Regardless of your niche, you need reliable information to make sound business decisions. To get the information you need, you need to collect data, analyze it, and transform it into a form that you can use. This information is so valuable that most businesses don’t just rely on their data collection but also use 3rd-party providers to provide them with all the data they need.
However, data of poor quality will result in incorrect information, regardless of your data source. If your business uses low-quality information, it is likely to make poor decisions. These ill-informed decisions, in turn, will result in a dip in performance and competitiveness.
If your organization treats information as an asset or product, you need to apply stringent measures to protect its quality. These measures begin with establishing a set of data quality metrics that you will closely monitor to ensure that you’re working only with reliable information.
This article will discuss data quality, the importance of measuring data quality, and a few data quality metrics your business should monitor.
What are data quality metrics?
Data scientists have many different definitions of data quality. Still, most agree on one thing: data is of high quality if it is fit to be used for decision making, planning, and operations. Data quality also refers to the degree of closeness of the data to the real-world environment or system that it represents.
These two data quality dimensions reflect the two contexts in which people work with data. First, it needs to meet business requirements. Second, it needs to be correct in itself. In other words, data quality metrics are either subjective or objective.
It’s not uncommon for a business to use both categories of data quality metrics, mainly if it collects customer data. The secret to maintaining data quality lies in recognizing how different metrics influence each other and contribute to an overall picture of your business.
Why should you measure data quality metrics?
If faulty products result in plummeting sales, poor data quality results in more than a drop in revenue. It also contributes to extra costs associated with rework, missed business opportunities, and poorly allocated resources. According to Gartner, businesses lose an average of $12 million each year because of poor data quality.
Because of the risks associated with poor data quality, organizations take data quality metrics seriously. Gartner also predicts that 70% of companies will monitor data quality metrics by 2022, which will result in high cost and risk reductions across industries.
We cannot overstate the importance of maintaining data quality.

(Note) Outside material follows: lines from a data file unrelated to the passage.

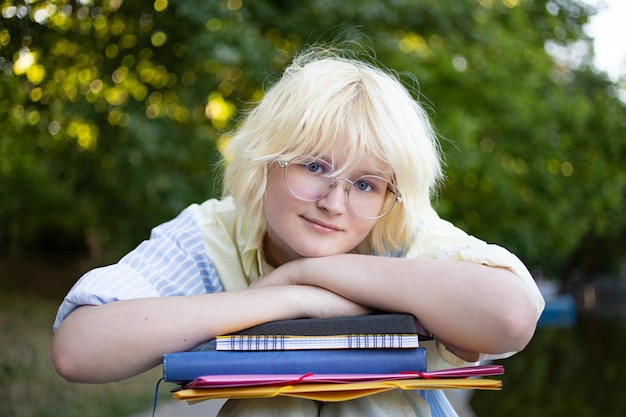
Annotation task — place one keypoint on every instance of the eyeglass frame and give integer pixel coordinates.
(397, 197)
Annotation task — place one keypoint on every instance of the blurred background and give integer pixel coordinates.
(112, 115)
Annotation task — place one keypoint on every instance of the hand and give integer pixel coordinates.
(321, 303)
(283, 275)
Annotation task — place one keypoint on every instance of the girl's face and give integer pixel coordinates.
(297, 228)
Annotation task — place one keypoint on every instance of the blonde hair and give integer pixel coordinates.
(323, 97)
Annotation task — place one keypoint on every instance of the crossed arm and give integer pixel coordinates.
(470, 307)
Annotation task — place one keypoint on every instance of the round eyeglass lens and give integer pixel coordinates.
(311, 179)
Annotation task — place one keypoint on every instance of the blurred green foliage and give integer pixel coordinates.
(111, 113)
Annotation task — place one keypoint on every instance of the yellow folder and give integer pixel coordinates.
(333, 392)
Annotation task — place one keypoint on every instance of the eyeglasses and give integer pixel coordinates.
(369, 197)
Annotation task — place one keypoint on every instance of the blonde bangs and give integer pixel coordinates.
(323, 101)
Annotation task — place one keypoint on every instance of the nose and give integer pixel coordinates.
(336, 201)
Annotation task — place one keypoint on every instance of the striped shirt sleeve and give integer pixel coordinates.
(172, 262)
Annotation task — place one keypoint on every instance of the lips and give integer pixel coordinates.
(322, 226)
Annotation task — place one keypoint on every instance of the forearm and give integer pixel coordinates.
(472, 306)
(117, 340)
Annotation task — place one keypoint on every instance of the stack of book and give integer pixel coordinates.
(377, 343)
(324, 359)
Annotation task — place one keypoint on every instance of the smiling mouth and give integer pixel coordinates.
(319, 225)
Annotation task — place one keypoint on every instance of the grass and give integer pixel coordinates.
(29, 386)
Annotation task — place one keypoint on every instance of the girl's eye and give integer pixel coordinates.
(363, 185)
(318, 168)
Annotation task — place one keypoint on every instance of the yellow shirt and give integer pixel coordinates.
(239, 261)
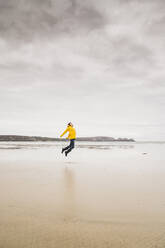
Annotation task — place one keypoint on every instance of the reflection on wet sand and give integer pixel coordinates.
(69, 193)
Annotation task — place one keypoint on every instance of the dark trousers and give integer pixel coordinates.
(70, 147)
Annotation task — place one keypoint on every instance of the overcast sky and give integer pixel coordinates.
(97, 63)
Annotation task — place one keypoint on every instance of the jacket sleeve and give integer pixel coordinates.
(64, 132)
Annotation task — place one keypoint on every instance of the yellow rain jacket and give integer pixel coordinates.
(72, 132)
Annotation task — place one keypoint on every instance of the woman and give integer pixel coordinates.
(71, 136)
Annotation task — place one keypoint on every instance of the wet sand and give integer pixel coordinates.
(100, 196)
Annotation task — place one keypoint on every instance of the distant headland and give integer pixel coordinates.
(38, 138)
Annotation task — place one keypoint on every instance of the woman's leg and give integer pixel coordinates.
(71, 146)
(66, 148)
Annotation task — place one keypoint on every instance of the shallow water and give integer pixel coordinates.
(102, 195)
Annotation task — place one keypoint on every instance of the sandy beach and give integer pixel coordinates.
(104, 195)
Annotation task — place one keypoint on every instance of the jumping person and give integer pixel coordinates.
(71, 136)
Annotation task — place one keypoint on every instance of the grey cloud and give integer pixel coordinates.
(36, 18)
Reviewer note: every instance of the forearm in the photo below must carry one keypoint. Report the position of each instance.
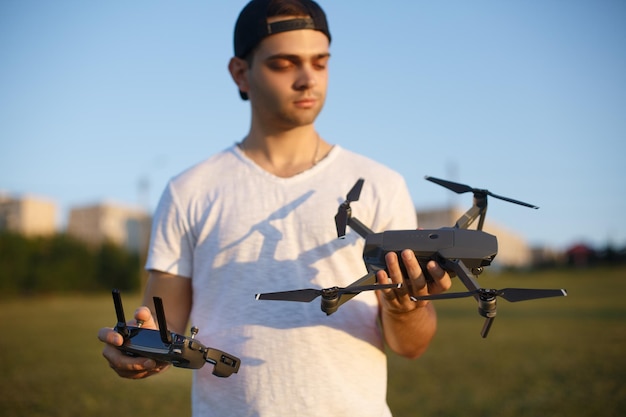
(409, 333)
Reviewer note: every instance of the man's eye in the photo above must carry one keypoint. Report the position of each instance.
(280, 64)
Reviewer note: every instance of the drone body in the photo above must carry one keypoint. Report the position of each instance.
(474, 248)
(456, 249)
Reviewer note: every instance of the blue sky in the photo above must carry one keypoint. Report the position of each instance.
(107, 100)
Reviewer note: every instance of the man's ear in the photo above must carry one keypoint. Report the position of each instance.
(238, 69)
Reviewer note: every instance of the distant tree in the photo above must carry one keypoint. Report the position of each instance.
(30, 265)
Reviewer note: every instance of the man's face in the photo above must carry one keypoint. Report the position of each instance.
(288, 78)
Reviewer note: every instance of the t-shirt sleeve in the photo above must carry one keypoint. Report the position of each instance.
(171, 240)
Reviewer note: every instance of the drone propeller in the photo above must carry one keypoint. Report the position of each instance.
(344, 213)
(310, 294)
(487, 299)
(461, 188)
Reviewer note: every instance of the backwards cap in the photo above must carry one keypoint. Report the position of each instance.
(252, 27)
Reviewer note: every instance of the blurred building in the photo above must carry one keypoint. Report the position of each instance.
(109, 222)
(28, 215)
(513, 251)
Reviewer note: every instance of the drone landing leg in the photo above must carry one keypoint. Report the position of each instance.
(486, 327)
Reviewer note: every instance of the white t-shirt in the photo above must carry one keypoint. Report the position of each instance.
(237, 230)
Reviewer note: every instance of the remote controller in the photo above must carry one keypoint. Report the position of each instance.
(165, 346)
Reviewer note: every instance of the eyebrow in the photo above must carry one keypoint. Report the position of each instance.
(295, 57)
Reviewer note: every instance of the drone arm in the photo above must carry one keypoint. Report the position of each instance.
(368, 279)
(466, 220)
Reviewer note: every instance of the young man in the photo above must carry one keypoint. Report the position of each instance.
(258, 217)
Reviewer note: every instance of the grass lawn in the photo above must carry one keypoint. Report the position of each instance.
(550, 357)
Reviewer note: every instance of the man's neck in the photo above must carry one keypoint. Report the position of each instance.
(285, 153)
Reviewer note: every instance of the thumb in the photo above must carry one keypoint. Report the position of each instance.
(143, 317)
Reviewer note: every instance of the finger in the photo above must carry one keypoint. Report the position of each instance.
(441, 279)
(143, 317)
(382, 278)
(415, 277)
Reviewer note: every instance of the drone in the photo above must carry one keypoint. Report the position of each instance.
(461, 251)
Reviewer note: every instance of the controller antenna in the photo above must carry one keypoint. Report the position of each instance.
(119, 311)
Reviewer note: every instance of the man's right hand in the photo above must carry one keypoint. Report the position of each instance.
(128, 366)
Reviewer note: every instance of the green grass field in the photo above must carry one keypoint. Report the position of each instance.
(551, 357)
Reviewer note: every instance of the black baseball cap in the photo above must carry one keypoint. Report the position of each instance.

Aside from reducing production or operational costs, good quality data can help your business identify high-quality leads, create better products, and build more robust customer experiences.
But before you can use data to improve the way you do business, you need to understand how you can measure data quality metrics and identify data quality sources.

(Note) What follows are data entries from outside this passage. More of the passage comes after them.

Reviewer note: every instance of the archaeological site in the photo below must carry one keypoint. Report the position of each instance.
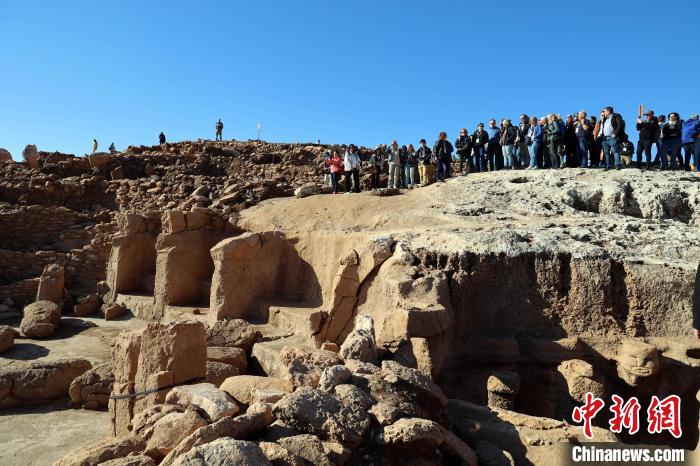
(211, 303)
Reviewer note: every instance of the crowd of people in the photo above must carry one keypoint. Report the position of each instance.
(550, 142)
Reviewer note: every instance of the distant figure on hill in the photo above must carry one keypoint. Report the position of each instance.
(219, 130)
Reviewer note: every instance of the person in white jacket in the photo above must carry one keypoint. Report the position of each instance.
(351, 164)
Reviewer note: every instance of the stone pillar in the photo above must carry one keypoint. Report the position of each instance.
(503, 387)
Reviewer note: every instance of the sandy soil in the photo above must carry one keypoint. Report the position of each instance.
(42, 434)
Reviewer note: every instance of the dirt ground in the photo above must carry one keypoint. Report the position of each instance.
(42, 434)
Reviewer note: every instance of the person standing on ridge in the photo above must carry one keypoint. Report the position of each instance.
(493, 149)
(480, 140)
(613, 127)
(443, 154)
(464, 148)
(648, 131)
(219, 130)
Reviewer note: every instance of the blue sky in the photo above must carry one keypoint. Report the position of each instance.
(362, 71)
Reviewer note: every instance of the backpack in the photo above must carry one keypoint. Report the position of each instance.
(626, 148)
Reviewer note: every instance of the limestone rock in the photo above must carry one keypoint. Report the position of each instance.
(359, 345)
(332, 376)
(39, 381)
(101, 452)
(86, 305)
(131, 460)
(224, 452)
(306, 190)
(239, 387)
(5, 155)
(428, 394)
(351, 395)
(308, 447)
(40, 319)
(92, 388)
(413, 433)
(231, 332)
(7, 337)
(205, 397)
(217, 372)
(228, 355)
(315, 412)
(247, 425)
(170, 430)
(51, 284)
(113, 311)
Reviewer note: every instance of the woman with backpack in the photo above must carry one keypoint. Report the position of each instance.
(335, 164)
(411, 167)
(553, 135)
(443, 153)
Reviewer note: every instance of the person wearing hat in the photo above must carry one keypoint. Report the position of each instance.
(691, 142)
(671, 140)
(521, 150)
(425, 163)
(376, 165)
(648, 130)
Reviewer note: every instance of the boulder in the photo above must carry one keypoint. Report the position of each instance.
(91, 389)
(280, 456)
(217, 372)
(157, 356)
(224, 452)
(39, 381)
(30, 154)
(7, 337)
(332, 376)
(319, 413)
(5, 155)
(51, 284)
(240, 387)
(101, 452)
(231, 332)
(228, 355)
(351, 395)
(427, 394)
(86, 305)
(413, 433)
(308, 447)
(40, 319)
(131, 460)
(247, 425)
(170, 430)
(306, 190)
(215, 403)
(359, 345)
(113, 311)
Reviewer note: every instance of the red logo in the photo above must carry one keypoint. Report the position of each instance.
(665, 415)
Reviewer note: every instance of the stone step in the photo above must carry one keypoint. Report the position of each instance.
(265, 356)
(140, 305)
(302, 321)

How do you regulate data quality metrics in your organization?
Your data will come from different sources: accounting software, CRM solutions, user feedback sites such as Capterra, email marketing software, websites, Google Analytics, or survey services like SurveyMonkey. With so much data being generated at any given time, it’s practically impossible to collect and measure all your potential data points and keep your data free of errors.
However, you don’t have to strive for 100% error-free data. Even if you take all the steps to prevent errors, some bad or unusable data will fall through the cracks. What you could do, though, is to specify a particular set of parameters within which you can collect and accept data as correct and valid.

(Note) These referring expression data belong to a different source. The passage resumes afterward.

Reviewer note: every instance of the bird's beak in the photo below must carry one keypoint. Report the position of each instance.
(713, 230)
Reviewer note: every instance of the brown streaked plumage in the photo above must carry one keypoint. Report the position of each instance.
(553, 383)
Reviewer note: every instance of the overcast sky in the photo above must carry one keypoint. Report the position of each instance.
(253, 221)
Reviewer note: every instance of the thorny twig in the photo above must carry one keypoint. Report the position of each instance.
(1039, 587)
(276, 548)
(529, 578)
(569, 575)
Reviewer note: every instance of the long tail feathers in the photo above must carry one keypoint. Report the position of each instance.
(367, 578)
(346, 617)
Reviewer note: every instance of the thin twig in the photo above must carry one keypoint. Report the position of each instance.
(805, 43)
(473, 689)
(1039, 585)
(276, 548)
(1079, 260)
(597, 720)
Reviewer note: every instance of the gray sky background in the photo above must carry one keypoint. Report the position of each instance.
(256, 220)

Most businesses use a specific set of data governance rules to ensure the quality of the data they collect and measure. Some have a dedicated data governance office or data steward that sets standards for data quality, while smaller organizations fold data quality metrics and management into their IT department.
In either case, whoever is in charge of data quality should know how to spot faulty data and emphasize the effects of poor data quality to whoever handles it, whether end-users or stakeholders.
13 essential data quality metrics you should monitor
While different businesses and industries have different data quality standards, this shouldn’t stop you from creating a data quality policy that you can implement across your business.
Before you can create that policy, you also need to accept that you cannot monitor everything. Your data quality policy should include a list of standard metrics your data governance should follow. Here are 15 metrics that you need to track to get a good idea of your data quality posture:
To people outside data science, “accuracy” refers to the closeness of a quantity to a known value. However, to data scientists, it refers to the proportion of correctly predicted observations to the total number of observations.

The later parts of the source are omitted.